Intimations

They were made of time; a handful, small pockets of it.

Something like Hope

Hope and Jack don't mix, or so she thought.

She could recognize him from a mile away. She's grown familiar to his swagger; the way his shoulders droop just a bit forward, putting his weight to the front, so as to attempt balance in the ever-shifting sand. She's seen how his arms flail about at the slight exertion, how his legs seem to drag lazily, at the same time, resolutely through the white shore and how the grains of sand trail along his stride. She lets her eyes follow him, all the while wondering how such inane details could be entertaining, even memorable to her. He reaches his destination, the only indication of it being that he stops and stands still. It takes exactly five seconds for curiosity to get the best of her.

"What are you looking out to sea for?" she asks, stepping forward until her shoulders aligned with his.

He doesn't turn to her. And for a second, she thinks that this might've been a mistake. But he smiles and she's made to feel welcome.

"Just admiring the view," he replies. He shelves his hands in his pockets and breathes in deeply as if he was, all this time, holding his breath.

She crosses her arms, purses her lips in disbelief. "Hmm, you trek half a mile to enjoy the view of endless seawater. Yes, that must be it." His response takes a while. It wasn't, she rationalizes, that funny, anyway.

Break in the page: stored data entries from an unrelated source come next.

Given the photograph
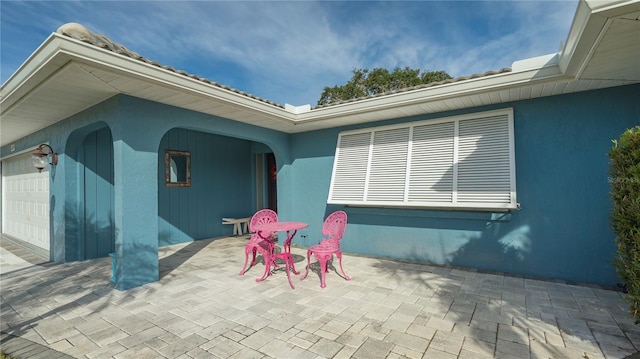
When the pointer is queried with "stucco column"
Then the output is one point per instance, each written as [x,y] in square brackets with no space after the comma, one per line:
[136,215]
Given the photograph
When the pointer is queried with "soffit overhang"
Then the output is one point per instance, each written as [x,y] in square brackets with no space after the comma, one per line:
[65,76]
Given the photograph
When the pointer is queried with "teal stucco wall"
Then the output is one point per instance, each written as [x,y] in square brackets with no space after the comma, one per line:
[561,145]
[562,230]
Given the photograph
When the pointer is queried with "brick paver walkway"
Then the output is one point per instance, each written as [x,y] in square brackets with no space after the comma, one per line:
[202,308]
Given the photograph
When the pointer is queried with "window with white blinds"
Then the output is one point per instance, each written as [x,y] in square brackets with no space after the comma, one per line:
[464,162]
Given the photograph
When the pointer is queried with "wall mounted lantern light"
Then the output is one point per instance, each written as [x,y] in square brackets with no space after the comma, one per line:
[40,158]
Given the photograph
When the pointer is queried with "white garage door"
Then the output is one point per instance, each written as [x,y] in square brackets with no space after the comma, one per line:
[25,201]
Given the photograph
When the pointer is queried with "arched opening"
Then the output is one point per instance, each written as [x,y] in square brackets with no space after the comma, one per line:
[90,229]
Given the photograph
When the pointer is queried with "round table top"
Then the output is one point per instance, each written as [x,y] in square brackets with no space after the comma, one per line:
[279,226]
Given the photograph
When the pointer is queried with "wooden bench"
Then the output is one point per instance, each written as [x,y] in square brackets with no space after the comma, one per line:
[240,225]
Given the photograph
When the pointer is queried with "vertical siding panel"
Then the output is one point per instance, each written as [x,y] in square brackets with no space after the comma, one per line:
[90,197]
[104,187]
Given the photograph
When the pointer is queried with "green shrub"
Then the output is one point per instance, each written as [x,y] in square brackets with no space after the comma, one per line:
[625,216]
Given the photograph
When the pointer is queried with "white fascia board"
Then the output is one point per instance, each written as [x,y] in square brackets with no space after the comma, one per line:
[589,25]
[436,93]
[65,49]
[163,77]
[35,64]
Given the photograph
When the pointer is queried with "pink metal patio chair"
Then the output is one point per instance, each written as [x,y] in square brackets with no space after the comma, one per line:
[333,229]
[257,244]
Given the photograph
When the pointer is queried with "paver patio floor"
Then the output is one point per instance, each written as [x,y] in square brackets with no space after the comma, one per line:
[202,308]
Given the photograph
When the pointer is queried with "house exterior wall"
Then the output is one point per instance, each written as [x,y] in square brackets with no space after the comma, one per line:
[562,230]
[137,128]
[561,145]
[221,186]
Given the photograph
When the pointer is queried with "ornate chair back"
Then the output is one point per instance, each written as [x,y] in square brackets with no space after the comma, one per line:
[333,228]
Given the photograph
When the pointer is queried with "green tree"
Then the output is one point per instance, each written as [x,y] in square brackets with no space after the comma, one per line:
[625,217]
[367,82]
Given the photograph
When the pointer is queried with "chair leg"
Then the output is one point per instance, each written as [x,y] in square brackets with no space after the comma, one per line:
[323,269]
[246,260]
[253,261]
[339,255]
[286,265]
[267,266]
[308,265]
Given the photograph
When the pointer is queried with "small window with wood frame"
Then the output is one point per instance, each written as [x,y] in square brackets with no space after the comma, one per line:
[177,168]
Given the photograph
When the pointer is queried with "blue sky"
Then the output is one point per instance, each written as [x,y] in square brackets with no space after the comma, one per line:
[288,52]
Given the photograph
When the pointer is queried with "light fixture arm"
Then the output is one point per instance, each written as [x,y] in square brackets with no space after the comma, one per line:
[40,158]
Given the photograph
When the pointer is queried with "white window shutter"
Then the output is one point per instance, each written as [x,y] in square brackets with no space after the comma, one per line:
[431,174]
[465,162]
[388,165]
[483,161]
[350,168]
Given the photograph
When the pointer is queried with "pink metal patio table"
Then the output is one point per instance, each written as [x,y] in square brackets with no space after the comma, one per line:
[291,228]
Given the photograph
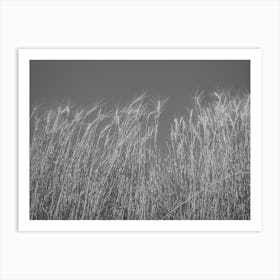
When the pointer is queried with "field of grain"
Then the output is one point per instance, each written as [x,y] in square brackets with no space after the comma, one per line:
[98,164]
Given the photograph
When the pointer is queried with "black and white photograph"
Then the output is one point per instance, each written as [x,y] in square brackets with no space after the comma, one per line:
[140,139]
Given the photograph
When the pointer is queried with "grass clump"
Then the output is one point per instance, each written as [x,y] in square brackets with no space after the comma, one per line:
[100,164]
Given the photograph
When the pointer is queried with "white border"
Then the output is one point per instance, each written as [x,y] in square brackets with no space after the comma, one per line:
[254,55]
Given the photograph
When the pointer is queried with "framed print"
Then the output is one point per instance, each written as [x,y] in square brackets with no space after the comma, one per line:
[139,140]
[117,156]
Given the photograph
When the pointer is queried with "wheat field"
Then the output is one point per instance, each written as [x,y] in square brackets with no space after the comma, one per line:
[94,163]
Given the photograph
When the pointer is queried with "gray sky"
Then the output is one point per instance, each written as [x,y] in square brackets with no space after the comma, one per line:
[116,82]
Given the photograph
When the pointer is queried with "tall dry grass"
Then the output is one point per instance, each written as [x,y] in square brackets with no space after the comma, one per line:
[98,164]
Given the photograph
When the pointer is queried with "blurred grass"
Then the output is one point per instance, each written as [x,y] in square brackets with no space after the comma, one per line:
[98,164]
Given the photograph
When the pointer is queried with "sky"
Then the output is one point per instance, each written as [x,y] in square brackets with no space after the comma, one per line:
[116,82]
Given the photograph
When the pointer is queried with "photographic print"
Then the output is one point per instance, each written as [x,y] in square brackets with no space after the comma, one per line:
[138,136]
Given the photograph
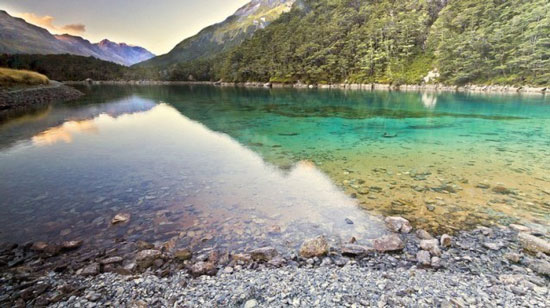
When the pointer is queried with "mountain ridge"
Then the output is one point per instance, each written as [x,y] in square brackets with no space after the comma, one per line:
[20,37]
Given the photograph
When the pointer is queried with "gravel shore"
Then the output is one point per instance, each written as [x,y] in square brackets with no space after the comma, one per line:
[486,267]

"They've been gone for almost two weeks now." She looks to him as he spoke. He still hasn't given her as much as a glance. His eyes remain locked on to sea as if searching the pristine, blue horizon for a speck of dirt. Something that he could deliberately mistake for a boat, or a part of the boat, or a body…anything.

"I wonder how they've been, how they are," she sympathizes. The burden is too heavy for one person to carry, she understands that much.

"Yeah, me too. I think there's no need to worry, though."

She stifles her doubts and just nods.

"They've got enough water on them to last for a couple of more weeks. They've got Jin for fish. And of course, Sawyer for entertainment."

And for once in this conversation, they share a smile.

"By the time they grow tired of him, they would have reached open water, specifically shipping routes. We should be expecting rescue soon, four weeks tops."

She stares at him, half-surprised and half-worried at his words. She can't decide which feeling pulls more weight. So she tries to coax it out of him. "It's okay Jack. It's just me. You don't need to give me hope."

He manages a small but amiable laugh. "Yeah, I know," he says, finally making eye contact. His eyes are bright, warm and sad. "I wouldn't even try." He looks away too soon.

His face becomes inscrutable. His jaw is set, lips kept tightly together, as if to fend off any more desire to converse. Maybe it's because of the sun or the crystal waves bouncing off the sun's rays but he now has his eyes narrowed into slits, eyebrows burrowing into his forehead. It's too calm to be a frown, she thinks. And too calm to be truly calm. She still can't decide.

She's stumped. And when finally she surrenders, defeated by the impossibility of trying to read him, he slips. "It's just…sometimes, I think, it's me who needs some." He says it with an expression she hasn't seen before. And she ponders the possibility that he might've finally told her something true, that he had finallyshared somethingof himself.

"Careful, Jack. You don't want anyone hearing you say that."

"No, we can't have that, can we?" He grins; the irony is not lost on him.

The man, she thinks, will never run out of surprises. So she sticks around for a while longer, hoping she'll be let in on some more.